We humans must be much different from what one would expect from the Theory of Evolution. Far from being one more product of random evolution high in the food chain, primitive humans today and our ancestors yesteryear were very much food for larger and stronger animals. And even if we have triumphed today through our superior culture, we are still very vulnerable to microbes and viruses that survive by feeding on us. They take a heavy toll of humans even today.
What is the purpose of our lives if we are here today for a few decades and gone tomorrow with no obvious value to our individual lives other than to promote the continuation of our species? Actually, what is the purpose for our species if it becomes extinct? Many species have already become extinct, and almost all individuals within each species, including our own, merely pass from a brief existence and leave no lasting memory other than surviving long enough to pass genes on to succeeding generations.
I write this because of an altogether different impression, coming from the Christian community, which claims that God created us and somehow our ancestors failed the purpose for which God created them leaving us, their succeeding generations, lost in sin. Then God became a human being to lead us, not merely the species, but every individual member of the species, back to God. Here’s where my dilemma lies: Jesus Christ, even though he is God, was willing to endure unimaginable frustration and suffering, even an atrocious execution, to, as Christianity explains it, to save my soul.
Wait a minute! If God became human and endured that much grief just to save my soul—I must be much more that just another evolved life form. There must be something special about me that God does not want lost. What could that be? Christianity never claimed that I simply evolved through random mutations. Christianity claims that God created me in his image and likeness and destined me to know God, love God, serve God, and honor him forever. And God endowed me with the ability to willing accept what he offers or to reject it and rebel against God’s rule.>
However, whatever I choose, there are consequences to my choices. Why is that? I think this boils down to what God knows he gave me. I think he created me as real person with immense influence on many other things he created. If I choose incorrectly, I disrupt the harmony and happiness that God wanted others, as well as me, to experience. That disruption could compromise the happiness and security of others, could even bring sin into their relationship with God.

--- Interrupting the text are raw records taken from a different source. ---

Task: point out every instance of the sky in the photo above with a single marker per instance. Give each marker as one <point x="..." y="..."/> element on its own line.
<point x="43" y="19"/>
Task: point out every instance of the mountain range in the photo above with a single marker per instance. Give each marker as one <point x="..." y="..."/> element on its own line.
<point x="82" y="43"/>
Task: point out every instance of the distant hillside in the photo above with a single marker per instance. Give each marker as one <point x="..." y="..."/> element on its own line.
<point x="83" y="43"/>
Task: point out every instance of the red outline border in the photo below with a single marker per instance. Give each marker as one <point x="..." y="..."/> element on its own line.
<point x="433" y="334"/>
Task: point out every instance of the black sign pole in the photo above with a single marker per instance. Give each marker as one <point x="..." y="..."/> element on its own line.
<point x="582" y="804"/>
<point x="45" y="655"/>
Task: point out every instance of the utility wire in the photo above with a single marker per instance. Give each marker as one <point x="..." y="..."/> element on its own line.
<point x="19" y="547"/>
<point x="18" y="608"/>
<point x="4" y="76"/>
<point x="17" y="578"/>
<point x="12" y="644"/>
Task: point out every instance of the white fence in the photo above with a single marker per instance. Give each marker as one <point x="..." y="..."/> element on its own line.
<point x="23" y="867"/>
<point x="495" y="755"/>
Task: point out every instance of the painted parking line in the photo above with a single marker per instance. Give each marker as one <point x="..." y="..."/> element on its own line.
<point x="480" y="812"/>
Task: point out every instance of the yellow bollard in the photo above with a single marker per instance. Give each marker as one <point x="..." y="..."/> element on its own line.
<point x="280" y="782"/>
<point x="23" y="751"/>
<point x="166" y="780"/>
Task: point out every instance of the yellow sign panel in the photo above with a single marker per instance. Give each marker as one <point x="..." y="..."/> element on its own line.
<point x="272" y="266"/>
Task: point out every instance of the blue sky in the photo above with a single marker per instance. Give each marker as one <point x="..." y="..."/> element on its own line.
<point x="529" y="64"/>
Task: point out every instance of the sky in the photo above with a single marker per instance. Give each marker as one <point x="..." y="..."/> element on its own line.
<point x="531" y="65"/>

This must not be! God could stop my rebellion in an instant through any number of means available to God, but God chose to become human and endure what he experienced to convince me, already having chosen incorrectly, to change my direction and choose him. I think God is doing this to preserve what he gave me, especially my ability to choose for myself. If I turn away from incorrect choices and, of my own initiative, choose him, what an amazing relationship I would have with God. I would still be a free person, coming of my own free choice, to know God, to love him and, of my own free will, to serve him. This dignity that God gave me is worth preserving, even if it entails God becoming human and to endure everything he experienced to preserve this freedom.